Y cumple, junto a la anterior, una función de inserción definitiva en la modernidad de países de desiguales desarrollos -un dato más de diversidad- en la medida en que este concepto signifique estímulo de personas y economías, trascendiendo el dato simple de mercaderismo, aquella fácil y simplista lectura del acontecer comunitario de estos años. Y en la medida en que la modernidad se oponga al acomodo, a la inmunidad a la inercia, generando contraste y razón, de los que tantas sociedades europeas, y no precisamente las occidentales, están hambrientas.

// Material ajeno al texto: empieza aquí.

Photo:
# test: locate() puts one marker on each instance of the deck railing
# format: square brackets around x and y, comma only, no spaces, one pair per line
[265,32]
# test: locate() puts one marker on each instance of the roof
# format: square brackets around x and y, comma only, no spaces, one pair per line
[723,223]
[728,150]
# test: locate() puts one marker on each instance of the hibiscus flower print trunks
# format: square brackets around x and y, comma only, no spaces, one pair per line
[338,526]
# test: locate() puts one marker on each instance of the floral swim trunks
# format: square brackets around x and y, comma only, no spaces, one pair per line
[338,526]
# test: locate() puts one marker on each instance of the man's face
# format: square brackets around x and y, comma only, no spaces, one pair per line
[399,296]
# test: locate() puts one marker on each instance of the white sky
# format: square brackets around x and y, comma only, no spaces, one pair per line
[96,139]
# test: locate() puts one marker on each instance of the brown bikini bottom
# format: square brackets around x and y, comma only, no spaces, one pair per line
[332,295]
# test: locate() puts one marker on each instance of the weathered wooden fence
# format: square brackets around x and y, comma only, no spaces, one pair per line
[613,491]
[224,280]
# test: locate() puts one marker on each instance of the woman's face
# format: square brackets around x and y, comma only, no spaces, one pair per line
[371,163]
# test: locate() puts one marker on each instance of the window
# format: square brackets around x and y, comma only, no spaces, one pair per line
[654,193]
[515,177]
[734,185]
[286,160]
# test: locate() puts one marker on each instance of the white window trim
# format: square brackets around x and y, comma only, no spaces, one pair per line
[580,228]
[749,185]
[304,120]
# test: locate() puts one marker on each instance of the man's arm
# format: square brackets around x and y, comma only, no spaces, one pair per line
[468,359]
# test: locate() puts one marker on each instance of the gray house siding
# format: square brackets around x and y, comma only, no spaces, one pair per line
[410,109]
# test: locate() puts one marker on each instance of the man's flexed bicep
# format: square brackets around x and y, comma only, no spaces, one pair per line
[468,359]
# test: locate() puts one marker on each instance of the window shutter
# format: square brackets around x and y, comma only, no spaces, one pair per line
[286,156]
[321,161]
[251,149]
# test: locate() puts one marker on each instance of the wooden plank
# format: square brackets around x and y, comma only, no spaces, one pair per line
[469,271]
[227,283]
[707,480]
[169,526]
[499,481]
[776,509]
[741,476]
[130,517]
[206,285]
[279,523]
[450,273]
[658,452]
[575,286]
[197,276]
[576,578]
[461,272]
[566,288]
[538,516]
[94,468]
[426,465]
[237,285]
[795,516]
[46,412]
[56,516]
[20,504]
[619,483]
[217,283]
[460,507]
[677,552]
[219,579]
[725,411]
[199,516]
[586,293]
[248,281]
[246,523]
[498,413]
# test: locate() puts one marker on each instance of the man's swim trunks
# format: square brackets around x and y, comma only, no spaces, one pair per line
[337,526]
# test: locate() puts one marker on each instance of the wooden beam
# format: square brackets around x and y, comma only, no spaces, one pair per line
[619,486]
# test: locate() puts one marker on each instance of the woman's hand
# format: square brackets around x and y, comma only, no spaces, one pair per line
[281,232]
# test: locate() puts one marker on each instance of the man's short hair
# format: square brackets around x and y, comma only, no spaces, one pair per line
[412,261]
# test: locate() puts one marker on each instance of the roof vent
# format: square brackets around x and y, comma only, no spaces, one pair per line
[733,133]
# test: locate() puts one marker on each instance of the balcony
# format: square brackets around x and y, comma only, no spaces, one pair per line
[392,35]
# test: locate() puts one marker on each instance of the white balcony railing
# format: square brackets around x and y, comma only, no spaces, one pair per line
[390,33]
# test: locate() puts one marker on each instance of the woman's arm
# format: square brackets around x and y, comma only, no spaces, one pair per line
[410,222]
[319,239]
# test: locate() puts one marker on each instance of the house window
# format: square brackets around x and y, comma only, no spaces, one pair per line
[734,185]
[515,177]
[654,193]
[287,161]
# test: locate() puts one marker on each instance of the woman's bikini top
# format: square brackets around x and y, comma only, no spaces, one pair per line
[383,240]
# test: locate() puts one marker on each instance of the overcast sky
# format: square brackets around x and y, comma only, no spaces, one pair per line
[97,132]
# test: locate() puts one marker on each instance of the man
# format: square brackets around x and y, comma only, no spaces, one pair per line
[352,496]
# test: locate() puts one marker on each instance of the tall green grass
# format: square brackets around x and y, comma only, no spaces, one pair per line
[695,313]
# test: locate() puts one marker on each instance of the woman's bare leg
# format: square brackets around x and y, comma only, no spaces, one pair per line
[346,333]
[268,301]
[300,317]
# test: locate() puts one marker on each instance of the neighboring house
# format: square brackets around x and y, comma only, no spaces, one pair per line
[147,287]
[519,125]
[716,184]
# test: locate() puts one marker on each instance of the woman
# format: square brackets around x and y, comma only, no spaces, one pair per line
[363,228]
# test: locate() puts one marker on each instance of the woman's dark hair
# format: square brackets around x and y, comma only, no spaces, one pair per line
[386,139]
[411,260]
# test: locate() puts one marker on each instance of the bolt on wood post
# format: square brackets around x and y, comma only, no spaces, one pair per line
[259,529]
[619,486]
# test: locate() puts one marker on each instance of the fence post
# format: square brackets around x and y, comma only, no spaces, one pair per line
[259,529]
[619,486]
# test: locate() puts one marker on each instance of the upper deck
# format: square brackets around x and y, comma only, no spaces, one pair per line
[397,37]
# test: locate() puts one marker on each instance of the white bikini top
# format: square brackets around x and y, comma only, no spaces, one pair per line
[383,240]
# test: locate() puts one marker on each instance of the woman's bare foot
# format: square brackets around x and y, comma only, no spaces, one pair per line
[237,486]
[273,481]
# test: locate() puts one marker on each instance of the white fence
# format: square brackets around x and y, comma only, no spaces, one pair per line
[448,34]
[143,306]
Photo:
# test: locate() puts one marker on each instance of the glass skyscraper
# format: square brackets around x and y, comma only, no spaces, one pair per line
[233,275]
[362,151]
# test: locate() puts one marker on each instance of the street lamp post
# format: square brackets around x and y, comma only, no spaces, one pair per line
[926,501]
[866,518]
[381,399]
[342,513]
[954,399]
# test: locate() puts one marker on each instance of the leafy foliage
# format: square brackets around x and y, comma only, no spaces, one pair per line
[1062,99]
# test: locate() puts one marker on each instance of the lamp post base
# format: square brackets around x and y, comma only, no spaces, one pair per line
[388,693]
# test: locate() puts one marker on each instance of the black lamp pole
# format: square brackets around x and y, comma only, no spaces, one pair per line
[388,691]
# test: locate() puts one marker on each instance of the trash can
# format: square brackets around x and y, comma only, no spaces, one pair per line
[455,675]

Todos somos responsables de una respuesta correcta a este reto.

Plataforma estable para una transición y aportar el necesario dato de modernidad: dos funciones para esta construcción europea que tenemos entre manos y que, en tanto que proceso estructural, no permite, a riesgo de una ruptura irreversible, tratamientos coyunturales eufemísticos, ingenuos, maliciosos o imprudentes. Atengámonos a ello.

Blanca Vilá Costa es catedrática de Derecho Internacional Privado y titular de la cátedra Jean Monnet, de Derecho Comunitario, de la Universidad Autónoma de Barcelona.